There were yet more new IPs, including cell-shaded thriller D4, barmy parkour-shooter Sunset Overdrive, Crimson Dragon (which looked reminiscent of Lylat Wars) and a quirky, indie-looking dungeon-crawler called Below. And more, that you should check out here: Xbox One Games
Ubisoft and Bungie respectively reveleaed that Assassin’s Creed 4: Black Flag, Watch Dogs and Destiny will all be arriving on Xbox One as well as PS4, but Xbox One users will get first dibs on Call of Duty: Ghosts DLC content, with PS4 gamers having to wait their turn.
The parting shot was perhaps the most exciting of all, as Respawn Entertainment unveiled Titanfall - a gorgeous-looking FPS where jetpack-equipped soldiers and mechs do bloody battle, complete with some parkour mechanics and all the polish you'd expect from the former Call of Duty devs.
Xbox One vs. PlayStation 4: Features
Sony PlayStation 4: 4K Support
The PlayStation 3 was one of the devices which brought Blu-Ray to prominence and its successor could again be the pioneer, this time being the first console to offer 4K resolution capabilities. 4K refers to the resolution of 3840 × 2160, a massive step up from the current console which outputs at 1920 × 1080. While 4K TV’s are rare (Probably because of their outstanding price tags) inclusion in the PS4 could definitely bring it into the public eye.
Microsoft Xbox One: 4K Support
As previously mentioned, the Xbox One will support 4K output for Blu-Ray, but it’s unclear if it will also support games and other media at that resolution.
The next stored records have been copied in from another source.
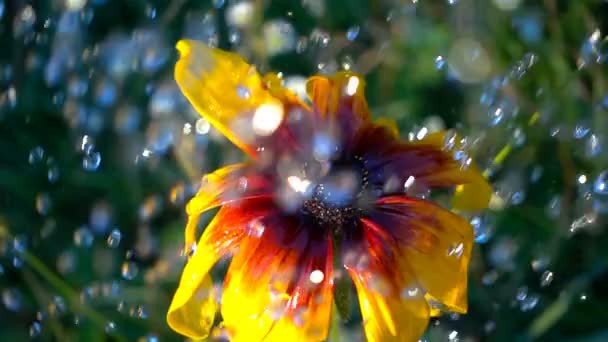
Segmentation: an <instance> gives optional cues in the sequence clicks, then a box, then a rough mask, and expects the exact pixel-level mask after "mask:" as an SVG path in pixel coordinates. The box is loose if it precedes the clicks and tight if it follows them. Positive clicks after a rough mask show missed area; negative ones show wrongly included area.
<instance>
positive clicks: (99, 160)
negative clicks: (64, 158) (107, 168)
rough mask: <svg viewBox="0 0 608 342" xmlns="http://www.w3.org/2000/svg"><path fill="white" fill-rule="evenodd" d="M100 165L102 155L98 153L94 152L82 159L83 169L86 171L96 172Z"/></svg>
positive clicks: (92, 152) (87, 155)
mask: <svg viewBox="0 0 608 342" xmlns="http://www.w3.org/2000/svg"><path fill="white" fill-rule="evenodd" d="M100 164H101V154H100V153H99V152H97V151H93V152H91V153H88V154H86V155H84V156H83V157H82V168H83V169H85V170H86V171H96V170H97V169H98V168H99V165H100Z"/></svg>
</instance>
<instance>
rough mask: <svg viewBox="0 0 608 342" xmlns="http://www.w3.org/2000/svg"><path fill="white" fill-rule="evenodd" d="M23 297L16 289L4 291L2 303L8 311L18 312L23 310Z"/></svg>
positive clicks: (8, 288)
mask: <svg viewBox="0 0 608 342" xmlns="http://www.w3.org/2000/svg"><path fill="white" fill-rule="evenodd" d="M21 302H22V295H21V292H19V290H18V289H16V288H6V289H4V290H2V303H3V304H4V306H5V307H6V309H7V310H9V311H13V312H17V311H19V309H21Z"/></svg>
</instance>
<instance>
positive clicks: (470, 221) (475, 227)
mask: <svg viewBox="0 0 608 342" xmlns="http://www.w3.org/2000/svg"><path fill="white" fill-rule="evenodd" d="M470 223H471V226H473V231H474V233H475V242H477V243H479V244H484V243H486V242H488V241H489V240H490V238H492V236H493V235H494V223H493V222H492V220H490V217H489V216H488V215H483V216H481V215H478V216H473V218H471V221H470Z"/></svg>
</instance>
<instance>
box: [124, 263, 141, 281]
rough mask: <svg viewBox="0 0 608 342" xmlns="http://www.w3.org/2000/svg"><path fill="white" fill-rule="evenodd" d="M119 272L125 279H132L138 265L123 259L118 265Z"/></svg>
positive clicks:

Sony PlayStation 4: Camera
The PlayStation Camera is a bit of a micro-Kinect, following in the best tradition of EyeToy. Like Move, it reads the light bars on the rear of the DualShock 4s so that you can manipulate items on screen with it, but also reads your flailing arms to interact, too.
The resolution is decent if nothing too scary – it doesn't track your expression or engagement, but it can tell if you've covered your eyes (the crowd of AI bots on the demo hushed, before we pulled our hands away and they all cried in a really quite charming game of Peek-a-boo). It will also set your head on fire – virtually, at least – in that AR style that Reality Fighters and its Vita brethren did.
Microsoft Xbox One: Camera & Kinect
First off, the new Kinect sensor can support up to six players at once, which is a vast improvement on the two- player limit its predecessor could handle.
Rather than reading the player as wiry stick figure with boxes for hands, feet and a head, the new Kinect module can pick up muscle texture, the shape of the player's head and register the difference between their thumbs and the tips of their fingers.
It can even pick up strain on the player's body parts, demonstrated to us when we stood one leg and saw our body part slowly turn red on the screen in front of us. Voice activated commands are still part of the package too.
Kinect can now monitor facial expressions, see if the player’s face begins to flush and even read the player’s heart rate. Not only will all of this be useful in the creation of Kinect software – fitness games, for example, will be far more advanced – but it also allows Kinect to gauge the player’s level of engagement with any form of entertainment they happen to be watching through the Xbox One.
If all of this sounds a bit Orwellian, don’t worry. Contrary to some of the rumours flying about the Internet, you don’t have to have Kinect active at all times in order for the Xbox One to work – you can deactivate it entirely. Not only does this mean you can still play games in the nude, should you desire, but you don’t have to allow it collect any data from your viewing or playing habits – although if you do, Kinect and the Xbox One will start to build a more bespoke entertainment experience just for you.